Does anyone have any experience with Kaytee brand of food?


----------



## Bville (Jun 27, 2014)

Although I don't use that brand, I've compared their ingredients to Oxbow and other brands and they look pretty good.


----------



## BeaBunny (Jun 28, 2014)

My amazing vet recommended Oxbow Essentials -- 1/4 cup per 5lbs body weight per day. It has a great, high-fiber formula. Ever since I switched her over (she was a rescue, I don't know what she had before), her fur is so plush and shiny and she just seems so much healthier. Although amount of food should be limited, they need an unlimited supply of hay for their digestion and teeth. Timothy hay is one of the better ones -- alfalfa is very soft and sweet, and doesn't quite do the trick as a staple (though great for treats and variety).


----------



## thatkiidsean (Jun 28, 2014)

How would I feed a young rabbit then (since it will be less than five pounds)? I heard Alfalfa hay could be bad for an older bunny, and some even say it could be bad for a young bunny.


----------



## BunnySilver (Jun 28, 2014)

What I found best for my bun as a baby was feeding Alfalfa pellets and Timothy hay. I think that you can do it the opposite way too (Alfalfa hay, Timothy pellets) as long as they have some source of Alfalfa. 
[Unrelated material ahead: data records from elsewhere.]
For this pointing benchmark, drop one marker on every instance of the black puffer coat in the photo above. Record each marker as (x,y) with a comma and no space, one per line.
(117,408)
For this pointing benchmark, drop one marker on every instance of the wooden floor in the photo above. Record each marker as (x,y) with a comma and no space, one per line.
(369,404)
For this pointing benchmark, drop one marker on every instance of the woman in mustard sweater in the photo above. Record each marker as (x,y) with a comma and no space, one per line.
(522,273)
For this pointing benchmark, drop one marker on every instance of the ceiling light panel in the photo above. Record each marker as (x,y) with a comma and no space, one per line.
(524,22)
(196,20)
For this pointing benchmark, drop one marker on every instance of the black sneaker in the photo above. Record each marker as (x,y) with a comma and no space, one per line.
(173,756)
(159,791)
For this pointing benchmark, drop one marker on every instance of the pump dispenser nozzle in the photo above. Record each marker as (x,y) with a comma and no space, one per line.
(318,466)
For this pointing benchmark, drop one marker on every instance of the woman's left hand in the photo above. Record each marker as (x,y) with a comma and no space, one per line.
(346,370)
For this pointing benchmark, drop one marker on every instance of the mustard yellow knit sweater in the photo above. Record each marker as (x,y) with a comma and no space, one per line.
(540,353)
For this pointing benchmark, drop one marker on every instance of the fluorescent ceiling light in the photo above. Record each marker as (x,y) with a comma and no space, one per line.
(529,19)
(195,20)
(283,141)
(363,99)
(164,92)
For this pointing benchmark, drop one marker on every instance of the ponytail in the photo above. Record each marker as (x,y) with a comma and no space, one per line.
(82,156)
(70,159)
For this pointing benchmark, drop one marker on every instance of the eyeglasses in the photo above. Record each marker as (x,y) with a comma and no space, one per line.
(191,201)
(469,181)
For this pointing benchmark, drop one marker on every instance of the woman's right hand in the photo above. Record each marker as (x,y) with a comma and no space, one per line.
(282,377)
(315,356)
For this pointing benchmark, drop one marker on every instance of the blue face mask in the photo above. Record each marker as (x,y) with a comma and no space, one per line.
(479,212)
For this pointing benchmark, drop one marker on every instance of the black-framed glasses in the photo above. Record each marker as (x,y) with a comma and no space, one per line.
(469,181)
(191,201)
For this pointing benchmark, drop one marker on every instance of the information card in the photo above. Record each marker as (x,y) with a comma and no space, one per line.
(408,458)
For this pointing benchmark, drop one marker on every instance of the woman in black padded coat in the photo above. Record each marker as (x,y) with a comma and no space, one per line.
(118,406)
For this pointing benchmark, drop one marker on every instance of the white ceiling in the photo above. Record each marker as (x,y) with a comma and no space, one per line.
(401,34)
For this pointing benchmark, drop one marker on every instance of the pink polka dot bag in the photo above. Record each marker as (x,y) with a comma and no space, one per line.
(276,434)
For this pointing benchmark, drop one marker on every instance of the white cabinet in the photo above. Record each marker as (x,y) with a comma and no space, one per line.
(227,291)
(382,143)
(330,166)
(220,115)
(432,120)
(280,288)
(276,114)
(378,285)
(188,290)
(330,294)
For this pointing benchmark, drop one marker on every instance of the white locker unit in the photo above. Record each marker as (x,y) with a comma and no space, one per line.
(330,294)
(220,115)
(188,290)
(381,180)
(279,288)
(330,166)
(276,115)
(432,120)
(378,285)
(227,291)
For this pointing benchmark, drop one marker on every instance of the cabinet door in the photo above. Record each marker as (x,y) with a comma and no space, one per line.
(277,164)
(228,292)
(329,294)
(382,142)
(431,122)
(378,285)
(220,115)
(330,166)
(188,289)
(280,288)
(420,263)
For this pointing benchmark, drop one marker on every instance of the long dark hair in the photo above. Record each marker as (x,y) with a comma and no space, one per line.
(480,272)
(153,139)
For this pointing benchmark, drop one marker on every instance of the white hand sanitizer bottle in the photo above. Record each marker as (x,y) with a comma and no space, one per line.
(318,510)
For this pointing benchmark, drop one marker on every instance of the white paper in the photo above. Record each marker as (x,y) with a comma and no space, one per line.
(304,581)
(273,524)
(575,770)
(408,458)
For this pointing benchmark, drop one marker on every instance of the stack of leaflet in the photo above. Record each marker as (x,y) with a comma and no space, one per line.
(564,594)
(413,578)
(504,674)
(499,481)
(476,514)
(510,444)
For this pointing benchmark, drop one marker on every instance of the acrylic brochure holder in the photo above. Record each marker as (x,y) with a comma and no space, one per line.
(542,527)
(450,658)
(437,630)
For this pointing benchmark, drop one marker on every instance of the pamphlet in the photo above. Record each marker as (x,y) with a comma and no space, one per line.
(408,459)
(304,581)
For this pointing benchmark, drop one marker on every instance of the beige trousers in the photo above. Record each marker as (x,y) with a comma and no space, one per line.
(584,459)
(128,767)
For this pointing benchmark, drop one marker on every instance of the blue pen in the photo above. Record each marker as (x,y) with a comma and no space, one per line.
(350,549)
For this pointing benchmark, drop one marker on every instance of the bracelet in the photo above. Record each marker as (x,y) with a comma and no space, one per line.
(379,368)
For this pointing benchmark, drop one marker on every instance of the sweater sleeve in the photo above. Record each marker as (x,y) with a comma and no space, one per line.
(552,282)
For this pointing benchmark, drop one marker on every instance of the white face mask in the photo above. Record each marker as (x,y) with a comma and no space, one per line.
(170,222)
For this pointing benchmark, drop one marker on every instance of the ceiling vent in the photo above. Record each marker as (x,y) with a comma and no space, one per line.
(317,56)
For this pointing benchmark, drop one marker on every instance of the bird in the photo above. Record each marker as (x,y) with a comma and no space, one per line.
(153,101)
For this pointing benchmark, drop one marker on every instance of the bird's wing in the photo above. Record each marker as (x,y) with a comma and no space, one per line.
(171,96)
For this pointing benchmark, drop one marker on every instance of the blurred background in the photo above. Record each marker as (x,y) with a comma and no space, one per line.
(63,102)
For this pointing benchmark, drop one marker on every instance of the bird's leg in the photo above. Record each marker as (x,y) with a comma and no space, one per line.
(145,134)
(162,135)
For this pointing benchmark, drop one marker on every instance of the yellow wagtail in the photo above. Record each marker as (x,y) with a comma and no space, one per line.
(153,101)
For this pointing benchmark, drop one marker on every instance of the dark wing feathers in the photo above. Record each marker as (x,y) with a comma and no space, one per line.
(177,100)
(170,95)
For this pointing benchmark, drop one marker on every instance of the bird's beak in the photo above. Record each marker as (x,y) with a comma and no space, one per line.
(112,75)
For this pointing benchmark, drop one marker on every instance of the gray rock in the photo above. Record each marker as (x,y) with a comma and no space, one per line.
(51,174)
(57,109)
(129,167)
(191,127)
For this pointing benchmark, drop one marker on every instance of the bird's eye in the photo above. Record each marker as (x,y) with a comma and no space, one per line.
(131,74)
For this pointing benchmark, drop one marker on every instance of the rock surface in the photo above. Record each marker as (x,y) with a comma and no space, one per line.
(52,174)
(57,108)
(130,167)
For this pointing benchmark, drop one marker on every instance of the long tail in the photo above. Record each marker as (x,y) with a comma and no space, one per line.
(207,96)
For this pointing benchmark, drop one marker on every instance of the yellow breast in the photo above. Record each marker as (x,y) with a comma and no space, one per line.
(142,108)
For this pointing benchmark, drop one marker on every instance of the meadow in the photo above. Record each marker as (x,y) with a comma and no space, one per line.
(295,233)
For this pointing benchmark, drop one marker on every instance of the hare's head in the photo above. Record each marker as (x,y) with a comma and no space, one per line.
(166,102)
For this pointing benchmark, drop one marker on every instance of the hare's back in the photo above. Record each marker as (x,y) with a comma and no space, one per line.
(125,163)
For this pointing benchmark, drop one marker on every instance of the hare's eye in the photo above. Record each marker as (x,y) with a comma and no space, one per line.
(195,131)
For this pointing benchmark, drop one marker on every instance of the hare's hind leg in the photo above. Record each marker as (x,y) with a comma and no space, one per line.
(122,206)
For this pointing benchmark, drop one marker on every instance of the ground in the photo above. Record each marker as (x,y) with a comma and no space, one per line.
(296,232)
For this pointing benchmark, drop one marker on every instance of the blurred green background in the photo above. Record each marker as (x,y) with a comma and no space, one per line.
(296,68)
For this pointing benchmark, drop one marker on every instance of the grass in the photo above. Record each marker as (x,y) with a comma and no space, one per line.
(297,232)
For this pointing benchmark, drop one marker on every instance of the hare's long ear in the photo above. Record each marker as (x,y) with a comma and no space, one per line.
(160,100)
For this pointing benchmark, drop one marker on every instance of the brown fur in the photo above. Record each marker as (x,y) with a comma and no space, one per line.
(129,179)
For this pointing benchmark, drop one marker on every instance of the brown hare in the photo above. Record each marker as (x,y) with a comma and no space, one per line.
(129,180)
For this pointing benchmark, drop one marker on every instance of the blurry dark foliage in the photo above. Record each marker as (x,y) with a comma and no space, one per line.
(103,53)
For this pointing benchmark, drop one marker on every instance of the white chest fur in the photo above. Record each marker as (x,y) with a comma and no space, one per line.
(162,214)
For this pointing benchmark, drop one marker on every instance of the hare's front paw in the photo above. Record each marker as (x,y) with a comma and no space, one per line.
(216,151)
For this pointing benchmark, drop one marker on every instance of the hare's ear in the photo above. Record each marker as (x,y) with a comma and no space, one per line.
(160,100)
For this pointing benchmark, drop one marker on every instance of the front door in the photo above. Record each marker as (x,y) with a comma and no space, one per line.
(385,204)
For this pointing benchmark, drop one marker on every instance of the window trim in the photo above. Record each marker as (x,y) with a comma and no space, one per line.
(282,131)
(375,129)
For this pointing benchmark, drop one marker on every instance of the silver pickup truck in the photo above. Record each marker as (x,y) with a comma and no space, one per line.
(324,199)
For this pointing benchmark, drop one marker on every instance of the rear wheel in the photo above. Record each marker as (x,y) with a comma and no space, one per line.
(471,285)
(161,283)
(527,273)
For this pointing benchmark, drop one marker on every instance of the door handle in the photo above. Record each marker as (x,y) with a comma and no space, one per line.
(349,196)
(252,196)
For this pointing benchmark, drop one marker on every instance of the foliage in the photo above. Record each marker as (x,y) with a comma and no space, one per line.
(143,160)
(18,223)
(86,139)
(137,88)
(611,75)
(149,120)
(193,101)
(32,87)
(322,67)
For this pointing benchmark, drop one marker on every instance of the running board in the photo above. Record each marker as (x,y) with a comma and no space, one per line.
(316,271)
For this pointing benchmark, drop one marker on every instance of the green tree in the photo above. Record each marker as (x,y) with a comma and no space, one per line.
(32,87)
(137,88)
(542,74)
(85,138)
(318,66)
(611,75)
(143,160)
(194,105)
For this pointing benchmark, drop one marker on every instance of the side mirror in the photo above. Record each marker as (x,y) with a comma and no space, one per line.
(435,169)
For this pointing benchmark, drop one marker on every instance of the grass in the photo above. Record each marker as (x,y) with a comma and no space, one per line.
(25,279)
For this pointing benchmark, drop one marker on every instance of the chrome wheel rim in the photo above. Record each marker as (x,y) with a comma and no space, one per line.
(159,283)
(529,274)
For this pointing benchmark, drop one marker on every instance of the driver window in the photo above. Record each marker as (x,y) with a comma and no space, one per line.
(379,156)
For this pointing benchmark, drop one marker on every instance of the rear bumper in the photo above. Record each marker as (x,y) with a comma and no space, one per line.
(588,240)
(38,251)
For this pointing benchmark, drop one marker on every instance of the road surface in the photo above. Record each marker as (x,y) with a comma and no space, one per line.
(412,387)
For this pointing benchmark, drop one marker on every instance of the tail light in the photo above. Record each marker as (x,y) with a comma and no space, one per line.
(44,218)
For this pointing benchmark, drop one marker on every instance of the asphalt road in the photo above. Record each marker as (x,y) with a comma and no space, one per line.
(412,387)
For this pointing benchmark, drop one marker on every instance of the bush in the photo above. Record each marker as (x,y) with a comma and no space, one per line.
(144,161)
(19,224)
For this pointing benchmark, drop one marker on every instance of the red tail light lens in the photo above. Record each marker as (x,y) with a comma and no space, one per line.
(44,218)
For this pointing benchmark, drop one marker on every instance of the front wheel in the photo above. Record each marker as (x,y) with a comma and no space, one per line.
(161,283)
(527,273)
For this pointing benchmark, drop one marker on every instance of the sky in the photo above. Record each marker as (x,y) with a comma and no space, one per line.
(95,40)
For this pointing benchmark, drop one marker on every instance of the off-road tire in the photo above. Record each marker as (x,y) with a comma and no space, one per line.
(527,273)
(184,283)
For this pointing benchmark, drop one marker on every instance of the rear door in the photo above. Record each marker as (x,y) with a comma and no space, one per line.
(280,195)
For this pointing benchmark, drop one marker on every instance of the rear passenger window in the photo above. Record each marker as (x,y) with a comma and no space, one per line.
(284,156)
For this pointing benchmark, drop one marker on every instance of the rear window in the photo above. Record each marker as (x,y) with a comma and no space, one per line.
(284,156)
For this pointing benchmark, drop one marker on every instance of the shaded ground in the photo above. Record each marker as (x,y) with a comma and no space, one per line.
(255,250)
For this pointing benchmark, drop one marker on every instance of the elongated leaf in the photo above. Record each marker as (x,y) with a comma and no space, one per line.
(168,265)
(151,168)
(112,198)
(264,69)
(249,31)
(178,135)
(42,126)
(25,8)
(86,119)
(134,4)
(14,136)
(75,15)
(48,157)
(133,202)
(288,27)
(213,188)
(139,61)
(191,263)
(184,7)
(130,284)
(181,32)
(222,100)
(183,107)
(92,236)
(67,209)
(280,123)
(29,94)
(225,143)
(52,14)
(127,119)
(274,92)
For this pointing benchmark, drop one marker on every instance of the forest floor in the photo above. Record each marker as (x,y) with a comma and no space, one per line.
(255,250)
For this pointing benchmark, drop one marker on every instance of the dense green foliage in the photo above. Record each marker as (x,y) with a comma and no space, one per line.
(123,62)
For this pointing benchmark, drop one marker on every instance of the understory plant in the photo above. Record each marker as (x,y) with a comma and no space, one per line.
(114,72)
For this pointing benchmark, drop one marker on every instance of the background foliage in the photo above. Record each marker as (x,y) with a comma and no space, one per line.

For adults, you want to feed Timothy based pellets and Timothy hay. Alfalfa hay can still be fed but only as a treat in a small pinch. Hope this helps


----------



## thatkiidsean (Jun 28, 2014)

Do baby rabbits need Alfalfa hay? I heard they can be fine with Timothy hay.


----------



## Leopold_Ruby (Jun 28, 2014)

Oxbow here. I hate kaytee, their hay is garbage


----------



## thatkiidsean (Jun 28, 2014)

Leopold_Ruby said:


> Oxbow here. I hate kaytee, their hay is garbage



What about their pellets?


----------



## majorv (Jun 28, 2014)

thatkiidsean said:


> Do baby rabbits need Alfalfa hay? I heard they can be fine with Timothy hay.



I think Bunnysilver answered that question. They should get some alfalfa, either in their pellet or as part of their hay intake.


----------



## carmichaels99 (Jun 29, 2014)

My bunny has only eaten oxbow baby rabbit pellets and oxbow timothy hay. He won't eat any other kind of hay..he's fussy. He's about 7mths now and we're just starting to transition to adult oxbow pellets.


----------



## sungura (Jun 29, 2014)

I'll throw my hat in the ring for Shorewood forest pellets. I love this food and my rabbit seems to agree!


----------



## Ana_The_Dreamer (Jun 29, 2014)

thatkiidsean said:


> Does anyone have any experience with Kaytee brand of food?


 I feed my rabbit Kaytee Timothy Complete Rabbit Food. I like the product and Nessa seems to enjoy it. That's about all the experience I have with Kaytee though.


----------



## Pumpkin-spice (Jun 29, 2014)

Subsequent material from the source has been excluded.